Consequentemente, para a jurisprudência prevalente, tem-se que mergulhar no conteúdo de uma questão de concurso público, em regra, representa uma análise sobre o mérito do ato administrativo, que só pode ser examinado pela própria Administração Pública, sob pena de indevida invasão pelo Poder Judiciário.

Nesse enfoque, é preciso apontar que todos os atos administrativos possuem cinco elementos ou requisitos: competência, finalidade, forma, motivo e objetivo. A distinção existe quanto às espécies de atos administrativos, pois, enquanto nos “vinculados” todos os elementos estão dispostos na lei e não há margem de discricionariedade para a atuação do administrador, nos “discricionários” apenas os três primeiros o são.

Assim, percebe-se que só há mérito administrativo no mundo dos atos administrativos discricionários, específica e unicamente quanto aos requisitos “motivo” e “objeto”. O motivo, como se sabe, é o próprio fato, que, se constatado e por lei autorizado, faculta à Administração a prática do ato. Por sua vez, objeto é o conteúdo do ato administrativo.

Exemplificando, no caso de edital de concurso público, o motivo é a necessidade fática de contratação de pessoas para o serviço público e a autorização legal para tanto, ao passo que o objeto é o próprio concurso público. Veja-se, assim, que, sendo o edital um ato administrativo discricionário, a Administração Pública terá a liberdade de avaliar se é oportuno ou conveniente suprir a necessidade existente e, em caso positivo, de decidir como o fará, isto é, se por concurso público ou outro meio previsto em lei.

Destaca-se, em complemento, importante acórdão do STF, que limitou-se a decidir que “o edital de concurso, desde que consentâneo com a lei de regência em sentido formal e material, obriga candidatos e Administração Pública”. [2]

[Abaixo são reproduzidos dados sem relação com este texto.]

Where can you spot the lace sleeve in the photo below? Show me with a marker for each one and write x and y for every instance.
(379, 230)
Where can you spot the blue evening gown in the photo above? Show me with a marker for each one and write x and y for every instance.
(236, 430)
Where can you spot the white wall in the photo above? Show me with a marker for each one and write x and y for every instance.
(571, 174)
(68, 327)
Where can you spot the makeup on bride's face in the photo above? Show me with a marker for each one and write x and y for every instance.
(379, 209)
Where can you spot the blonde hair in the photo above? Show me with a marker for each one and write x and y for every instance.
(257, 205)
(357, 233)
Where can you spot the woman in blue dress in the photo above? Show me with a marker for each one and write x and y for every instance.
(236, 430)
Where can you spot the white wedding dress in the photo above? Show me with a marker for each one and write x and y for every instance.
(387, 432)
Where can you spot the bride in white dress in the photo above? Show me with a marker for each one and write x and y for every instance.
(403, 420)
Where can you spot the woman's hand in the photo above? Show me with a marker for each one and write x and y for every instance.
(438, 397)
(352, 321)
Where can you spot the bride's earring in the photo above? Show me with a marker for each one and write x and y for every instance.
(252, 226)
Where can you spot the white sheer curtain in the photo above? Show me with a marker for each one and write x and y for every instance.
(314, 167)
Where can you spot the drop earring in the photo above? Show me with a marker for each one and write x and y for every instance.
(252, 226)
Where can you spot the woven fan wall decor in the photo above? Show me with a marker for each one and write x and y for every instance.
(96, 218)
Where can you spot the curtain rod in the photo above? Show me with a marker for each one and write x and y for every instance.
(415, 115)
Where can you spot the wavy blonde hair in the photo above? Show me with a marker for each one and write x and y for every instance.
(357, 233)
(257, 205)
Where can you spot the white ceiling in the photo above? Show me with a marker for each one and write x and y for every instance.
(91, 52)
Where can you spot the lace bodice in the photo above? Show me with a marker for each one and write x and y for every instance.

Feita a explanação, a primeira impropriedade constatada reside na afirmação de que a imersão pelo Poder Judiciário, quando provocado, é indevida em razão de a correção de uma pergunta feita em concurso público ser parte integrante do mérito administrativo e, portanto, inalcançável pelo Estado-Juiz.

Como se viu, em um edital de concurso público o mérito administrativo é restrito ao motivo fático existente e legítimo (faltam servidores) e ao objeto previsto em lei (o próprio edital, a própria carreira, o próprio concurso). A discricionariedade da Administração Pública está restrita a decidir se irá ou não realizar o concurso e a como o fará, se assim entender oportuno e conveniente, mas sempre dentro dos limites legais.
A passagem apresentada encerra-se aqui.